Ich war erstaunt, als ich die mir von einem Kollegen übersandte Entscheidung des AG Pirna vom 15.10.2009 –  212 Cs 152 Js 16477/09 Erw. sah. 30 (!!) Seiten zum Richtervorbehalt, zu Gefahr im Verzug und zum Beweisverwertungsverbot. Und das Ganze so lehrbuchartig aufbereitet, dass sich m.E. das ein oder andere OLG und LG davon eine Scheibe abschneiden könnte. Der Amtsrichter hat sich mit allen Einzelheiten der Problematik auseinandergesetzt und ist dann zu der (richtigen) Entscheidung – Beweisverwertungsverbot – gekommen. Also: Herzlichen Glückwunsch nach Pirna. Und das ist m.E. um so erstaunlicher, wenn man liest, wie die Ermittlungsbehörden in Sachsen mit der Problematik (zu der Zeit [?]) umgegangen sind.

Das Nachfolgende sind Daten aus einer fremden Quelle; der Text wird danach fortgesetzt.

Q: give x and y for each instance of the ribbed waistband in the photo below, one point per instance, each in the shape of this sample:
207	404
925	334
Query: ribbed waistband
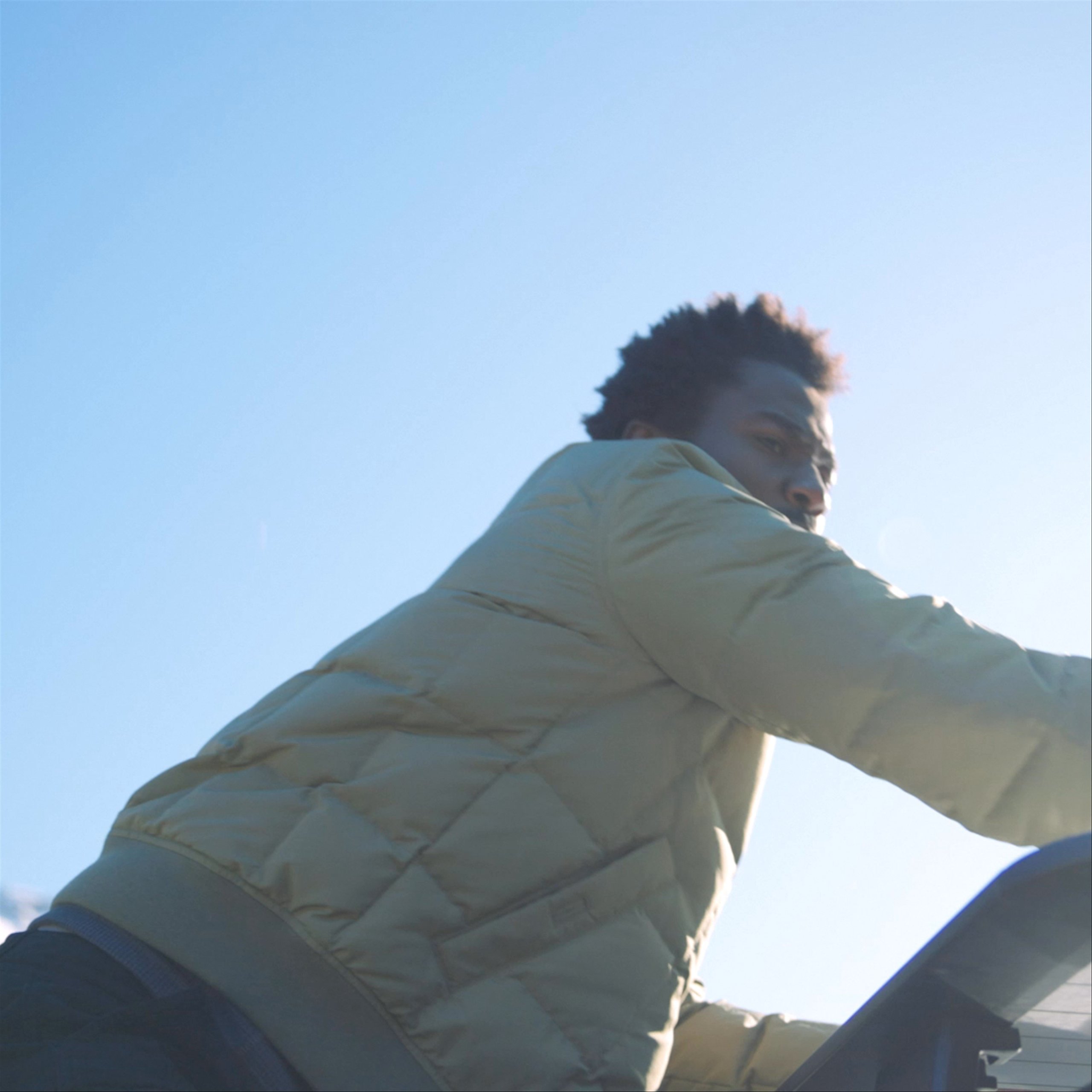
319	1016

Der Amtsrichter teilt mit:

„Bis zum 26.06.2009 hat es bei dem Amtsgericht Pirna nämlich niemals einen Antrag auf richterliche Anordnung einer Blutentnahme zur Bestimmung des Blutalkoholwertes gegeben„.

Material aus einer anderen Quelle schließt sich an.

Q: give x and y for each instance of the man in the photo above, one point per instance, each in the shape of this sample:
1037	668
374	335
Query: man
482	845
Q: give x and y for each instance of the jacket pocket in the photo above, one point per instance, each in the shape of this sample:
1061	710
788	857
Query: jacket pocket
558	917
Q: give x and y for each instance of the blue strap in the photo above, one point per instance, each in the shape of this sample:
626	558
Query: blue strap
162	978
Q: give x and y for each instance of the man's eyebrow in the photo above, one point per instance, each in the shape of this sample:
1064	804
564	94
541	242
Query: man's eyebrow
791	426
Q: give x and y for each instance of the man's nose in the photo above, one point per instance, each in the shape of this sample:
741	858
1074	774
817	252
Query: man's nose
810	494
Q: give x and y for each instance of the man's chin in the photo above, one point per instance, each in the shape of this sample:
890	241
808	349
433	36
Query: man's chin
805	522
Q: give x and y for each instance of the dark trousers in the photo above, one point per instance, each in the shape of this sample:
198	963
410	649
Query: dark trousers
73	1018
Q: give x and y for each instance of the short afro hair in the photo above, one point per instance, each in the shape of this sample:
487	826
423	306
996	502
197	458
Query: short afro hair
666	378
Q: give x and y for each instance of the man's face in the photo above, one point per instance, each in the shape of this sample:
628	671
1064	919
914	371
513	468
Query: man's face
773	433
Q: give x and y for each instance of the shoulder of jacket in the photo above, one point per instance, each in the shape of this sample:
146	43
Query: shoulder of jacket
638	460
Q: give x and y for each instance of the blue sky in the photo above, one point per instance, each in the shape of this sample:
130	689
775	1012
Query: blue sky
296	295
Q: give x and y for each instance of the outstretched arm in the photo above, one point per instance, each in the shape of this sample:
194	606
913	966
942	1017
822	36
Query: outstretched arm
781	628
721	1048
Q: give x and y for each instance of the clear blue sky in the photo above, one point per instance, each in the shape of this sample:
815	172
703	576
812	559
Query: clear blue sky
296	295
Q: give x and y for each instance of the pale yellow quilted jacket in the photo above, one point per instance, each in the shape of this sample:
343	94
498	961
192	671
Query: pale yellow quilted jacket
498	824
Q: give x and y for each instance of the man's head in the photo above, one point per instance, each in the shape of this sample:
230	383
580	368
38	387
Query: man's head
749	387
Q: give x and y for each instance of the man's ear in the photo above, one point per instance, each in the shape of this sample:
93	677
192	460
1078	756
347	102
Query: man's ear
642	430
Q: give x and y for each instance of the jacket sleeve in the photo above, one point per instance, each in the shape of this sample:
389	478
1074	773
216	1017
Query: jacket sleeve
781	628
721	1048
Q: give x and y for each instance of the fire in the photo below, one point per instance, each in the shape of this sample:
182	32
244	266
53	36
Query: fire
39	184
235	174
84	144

Dazu muss man sich in Erinnerung rufen, dass die grundlegende BVerfG-Entscheidung vom 12.02.2007 (!!) stammt. Sie bleibt also mehr als zwei Jahre unbeachtet. Dazu passt dann auch folgende Passage:

Im Weiteren setzt sich das Schreiben mit der entgegen­stehenden Entscheidung des Thüringer OLG vom 30.07.2008 (gemeint ist der Beschluss vom 25.11.2008, der sich mit einer Revision gegen ein Urteil des AG Sonderhausen vom 30.07.2008 beschäftigte) auseinander und lehnt diese Entscheidung mit verschiedenen Argumenten ab. Mit Schreiben vom 20.04.2009 (3100 E 1/08) übersandte die Staatsanwaltschaft Dresden der Generalstaatsanwalt­schaft Dresden eine Entscheidung des OLG vom 12.03.2009 mit folgendem Begleittext:„In der Anlage übersende ich den Beschluss des OLG Hamm vom 12.03.2009, das wegen Verstoßes gegen den Richtervorbehalt ein Beweisverwertungsverbot zugrunde gelegt hat, vorsorglich zur Kenntnisnahme. Der Beschluss gibt bisher keinen Anlass, die hiesige Praxis aufzugeben.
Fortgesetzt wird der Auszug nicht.